A l'intérieur, 60 colonnes de 30m de hauteur, dont certaines, creuses contiennent des ascenceurs
les vitraux (splendides!) ont une hauteur qui varie entre 13m et 28m pour une surface totale de 7 367m²
5000 nuances de couleurs différentes

Malheureusement, on ne peut les prendre en photo que de la porte d'entrée. Une fois entrés, il est interdit de sortir son appareil photo.

On est montés dans l'un des 4 ascenceurs pour prendre un peu de hauteur

et nous diriger sur la terrasse qui offre une vue imprenable sur la région


Quelques notions de proportions...
Au milieu à l'intérieur, c'est Notre-Dame de Paris. Autour la Basilique Notre-Dame de la Paix...

mardi 9 mars 2010

COTE D'IVOIRE IV - NOEL ET CUISINE IVOIRIENNE

Le jour de Noël, je ne me rendais vraiment pas compte que c'était noël... je n'étais pas du tout dans l'ambiance : le soleil, la chaleur... et même si des sapins et décorations de noël ornaient beaucoup de magasins, c'était bien loin de mes références de noël!
Le soir, on a eu un repas plus copieux que d'habitude et surtout avec pas mal de choses différentes à manger et il y a eu des cadeaux pour Néhora. J'ai adoré le petit sapin (datant du premier noël d'Abou!) et les décorations sur les plantes tropicales sur la terrasse, les chants de noël sur rythme antillais... un contexte vraiment original pour les fêtes de noël! :-)

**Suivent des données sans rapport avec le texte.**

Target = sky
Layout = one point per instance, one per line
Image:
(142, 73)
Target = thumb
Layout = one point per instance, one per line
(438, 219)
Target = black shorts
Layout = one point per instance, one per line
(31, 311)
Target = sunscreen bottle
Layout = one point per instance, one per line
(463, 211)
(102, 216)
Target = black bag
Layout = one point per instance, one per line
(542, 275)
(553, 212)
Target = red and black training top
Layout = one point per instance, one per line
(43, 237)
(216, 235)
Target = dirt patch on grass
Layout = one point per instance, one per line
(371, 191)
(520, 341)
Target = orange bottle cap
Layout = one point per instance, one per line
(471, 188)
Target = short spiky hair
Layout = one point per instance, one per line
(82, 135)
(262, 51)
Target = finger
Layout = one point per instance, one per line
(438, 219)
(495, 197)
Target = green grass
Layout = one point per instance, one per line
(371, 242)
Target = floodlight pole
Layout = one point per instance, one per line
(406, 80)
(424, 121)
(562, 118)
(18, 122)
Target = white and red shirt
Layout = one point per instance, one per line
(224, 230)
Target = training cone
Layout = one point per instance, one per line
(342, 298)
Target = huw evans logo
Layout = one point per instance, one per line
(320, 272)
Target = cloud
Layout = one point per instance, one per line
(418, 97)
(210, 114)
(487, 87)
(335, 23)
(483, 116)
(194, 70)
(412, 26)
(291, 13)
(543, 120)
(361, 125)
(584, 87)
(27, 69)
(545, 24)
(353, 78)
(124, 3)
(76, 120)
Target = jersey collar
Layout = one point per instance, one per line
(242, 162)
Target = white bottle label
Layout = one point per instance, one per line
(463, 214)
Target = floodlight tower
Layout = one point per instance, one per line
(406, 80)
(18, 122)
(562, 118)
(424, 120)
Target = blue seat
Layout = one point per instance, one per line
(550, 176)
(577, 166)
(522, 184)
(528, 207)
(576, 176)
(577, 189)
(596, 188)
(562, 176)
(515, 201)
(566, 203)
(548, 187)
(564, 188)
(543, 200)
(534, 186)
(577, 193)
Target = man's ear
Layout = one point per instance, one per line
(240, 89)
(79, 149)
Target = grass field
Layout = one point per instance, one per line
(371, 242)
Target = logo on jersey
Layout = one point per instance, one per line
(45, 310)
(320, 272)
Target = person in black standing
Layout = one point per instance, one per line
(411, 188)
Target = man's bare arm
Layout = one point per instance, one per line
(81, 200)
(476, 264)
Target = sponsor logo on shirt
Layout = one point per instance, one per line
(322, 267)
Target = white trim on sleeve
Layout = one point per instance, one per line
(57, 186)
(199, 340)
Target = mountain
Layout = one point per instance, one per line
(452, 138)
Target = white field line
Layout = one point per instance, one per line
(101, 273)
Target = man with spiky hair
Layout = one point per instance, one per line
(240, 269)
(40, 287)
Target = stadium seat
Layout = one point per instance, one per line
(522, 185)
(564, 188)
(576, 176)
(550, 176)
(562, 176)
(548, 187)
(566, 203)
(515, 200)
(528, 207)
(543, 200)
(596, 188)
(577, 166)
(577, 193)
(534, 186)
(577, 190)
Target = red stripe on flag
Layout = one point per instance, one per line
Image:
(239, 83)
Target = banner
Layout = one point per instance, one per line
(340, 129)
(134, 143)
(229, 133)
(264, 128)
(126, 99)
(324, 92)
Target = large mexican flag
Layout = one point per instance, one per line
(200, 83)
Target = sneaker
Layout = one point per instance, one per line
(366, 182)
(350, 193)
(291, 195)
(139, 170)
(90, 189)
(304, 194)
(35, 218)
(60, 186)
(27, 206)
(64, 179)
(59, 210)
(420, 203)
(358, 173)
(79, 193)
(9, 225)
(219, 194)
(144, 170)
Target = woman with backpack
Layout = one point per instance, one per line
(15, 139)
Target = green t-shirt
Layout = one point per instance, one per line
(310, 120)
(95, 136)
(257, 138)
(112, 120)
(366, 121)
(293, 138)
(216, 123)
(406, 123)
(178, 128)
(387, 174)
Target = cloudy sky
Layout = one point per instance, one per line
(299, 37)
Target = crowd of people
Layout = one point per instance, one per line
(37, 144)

Noël, c'est l'occasion de parler de nourriture et de ce que j'ai eu la chance de découvrir comme plats typiques. J'ai mangé presque quasiment des plats traditionnels. C'était Barakissa (une jeune femme qui habite là et s'occupe d'un grand nombre de tâches domestiques) qui cuisinait la plupart du temps.

Beaucoup de ragoûts, plats en sauce, le plus souvent à base de tomates

Voici pour commencer le menu dans un petit restaurant dans lequel on a mangé à Yamoussoukro :
Alors, déchiffrage...

Sauce aubergine
je pense que c'est fait à partir d'aubergines africaines :

"L'aubergine africaine est une variété de petite aubergine, de forme arrondie et de couleur jaune pâle, traditionnellement consommée en Afrique. "

Il me semble que j'ai vue sur les marchés étaient un peu plus petites et plus jaunes, avec un peu de orange même. Mais j'ai pas trouvé sur internet.

Quant au goût, je n'y ai pas goûté.

Sauce graine
La sauce graine est faite à partir des graines de palme. Graines qui donnent aussi l'huile de palme.
On extrait l'huile des graines et (d'après une recette trouvée sur... Facebook!) on y ajoute : tomates, oignons, piments... et bien sûr la viande ou le poisson.
J'ai trouvé l'odeur de la cuisson très spéciale et un peu écoeurante, mais cela ne reflétait pas vraiment le goût du plat, beaucoup plus doux, un peu douceâtre peut-être. Mais je n'en ai pas mangé beaucoup, une salade fraîche m'attendait (spécialement faite pour moi) et manger frais et pas trop gras était assez tentant! :-)

Agouti
L'agouti est une viande : une sorte de gros rat de brousse!
J'ai vu la bestiole, morte, portée à bout de bras au bord de la route pour donner envie à un automobiliste gourmand!
J'ai goûté, je ne me souviens plus très bien. Ca n'avait pas un goût très spécifique.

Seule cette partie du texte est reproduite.